Yo al rato me he escaqueado y me he ido a jugar uno de los partidos de fútbol organizados, siendo los chavales principalmente del alemán (no os he hablado de los pabellones, ¿verdad? Abajo en un PD lo explico), algunos del japonés, y uno del italiano. Ha estado muy bien, y sin pretenderlo ha sido enormemente educativo. Me explico. En la Ciudad del Niño los chavales a la hora del fútbol se dividen en capos y en chacras (buenos y malos jugando respectivamente), y había un equipo que podríamos decir entero de estos últimos. Israel (uno de los educadores del centro, no misionero) y yo estábamos en este equipo, que no tenía ganas de jugar por como era. La verdad es que los capos son los que mejor manejan el balón, pero son unos chupones brutales. Israel y yo hemos potenciado el pase al toque en nuestro equipo, animándoles mucho, y han acabado machacando a los demás equipos (rey de la pista), ganando seis partidos seguidos.
¡Impresionante el mal de altura hoygan!. Básicamente mi dinámica era un minuto de atacar, y tres de defender para poder recuperarme. Y el atacar no era gran cosa: coger el balón en el centro del campo, regate, pared a la banda, y otro pase. Pero la respiración lo pagaba mucho. Y en una ocasión, me lance desde la portería hasta abajo (lanzando gritos guerreros a mi estilo), recupere el balón, y me subí toda la banda de nuevo. Que destrozo, tuve que parar del todo durante cinco largos minutos.
Volviendo de nuevo a la Ciudad del Niño, los chavales ya tenían más confianza con nosotros y se lanzaron a hablar. Lo primero que hicieron fue exigirnos que les devolviéramos el oro que los españoles robaron de Bolivia. Esto lo beben muchísimo en las clases de historia, y los profesores de aquí lo inculcan. Ellos ya tienen esa pregunta como standard para los misioneros y voluntarios españoles. Tras decirles que en el reparto no nos toco nada de ese oro, pasamos a otros temas, y se pasaron un buen rato preguntándonos cosas de España, de nuestras costumbres y demás, para pasar al final a hablar entre ellos de sus cosas. Y esa fue casi la mejor parte de la tarde, momento en que pareció que Joaqui, Carmen y yo tomamos un silencioso acuerdo de callarnos y escuchar. Es increíble las inquietudes que tienen, un poco como cualquier chaval, pero desde otra perspectiva.
Como ya os he contado, en el barrio están de fiestas por el patrono, Santiago. Volviendo nos topamos con una feria nocturna recién instalada, y en ella la gente paseaba, bebía, bailaba, lo típico. Y luego estaban los que “tomaban”, que es lo mismo que beber, pero lo diferenciación, porque “tomar” es beber a muerte, con el objetivo final de caer al suelo y no poder moverte.
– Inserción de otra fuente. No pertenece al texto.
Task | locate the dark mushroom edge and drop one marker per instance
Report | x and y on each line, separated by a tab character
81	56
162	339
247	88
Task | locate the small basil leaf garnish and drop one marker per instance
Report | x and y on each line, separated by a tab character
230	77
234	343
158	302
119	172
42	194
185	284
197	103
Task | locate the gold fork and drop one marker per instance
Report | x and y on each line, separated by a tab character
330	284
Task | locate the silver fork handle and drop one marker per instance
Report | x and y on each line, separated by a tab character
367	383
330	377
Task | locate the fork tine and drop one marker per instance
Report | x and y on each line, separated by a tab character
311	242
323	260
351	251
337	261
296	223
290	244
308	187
Vimos cholitas tambaleándose y vomitando, y la verdad impresiona ver a tan venerables señoras en ese estado. Y es ahí donde llego el momento más espectacular del día (más que hacer dos viajes con 17 personas en un coche). “¿Saben?”, nos dice uno de los chicos, “la mitad de los niños no vendrán mañana a la Escuela porque sus padres no podrán llevarlos de puro tomados que están”. A lo que otro de los chicos, 10 años, añadió (palabras literales), “este es el cáncer de nuestro país”. Me impresiono sobre manera, y no supe que decir. Es increíble que chicos de esta edad tengan esa conciencia del problema (aunque al final muchos caen en el), y es que a muchos les toca cargar y arrastrar a sus padres desde muy pequeños, tratar con autoridades porque nadie más lo hace, ir por si mismos a la escuela. En fin.
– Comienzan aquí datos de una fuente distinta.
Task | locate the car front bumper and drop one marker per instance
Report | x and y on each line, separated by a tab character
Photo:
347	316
¡Pizza para cenar! Donativo de una familia francés.
PD: Los pabellones tienen cuatro nombres, que os digo de menor a mayor edad de sus ocupantes. Bolivia (5-7 años), Alemán (9-13 años), Japón (12-14 años), Italia (14-17 años). Reciben esos nombres por las embajadas o benefactores que los financiaron.
PDD: Montse, tras contarle la anécdota del robo del oro, nos contó que escucho en una ocasión una respuesta por parte de un español a tal petición muy sorprendente: “Chicos, quien os robo el oro no fueron mis antepasados, sino los vuestros, ya que los míos se quedaron en España, y fueron los vuestros los que emigraron a América”. No acabo de estar del todo de acuerdo, pero vaya, como respuesta permite un largo debate al respecto.
PDDD: No he hablado de la misa, y no lo haré mucho, pues vuelvo a haber escrito demasiado. Tan solo decir que sorprendente, pues quitando los más pequeños que se aburren, el resto presta una atención a la homilía y lo vive todo de una manera que da que pensar.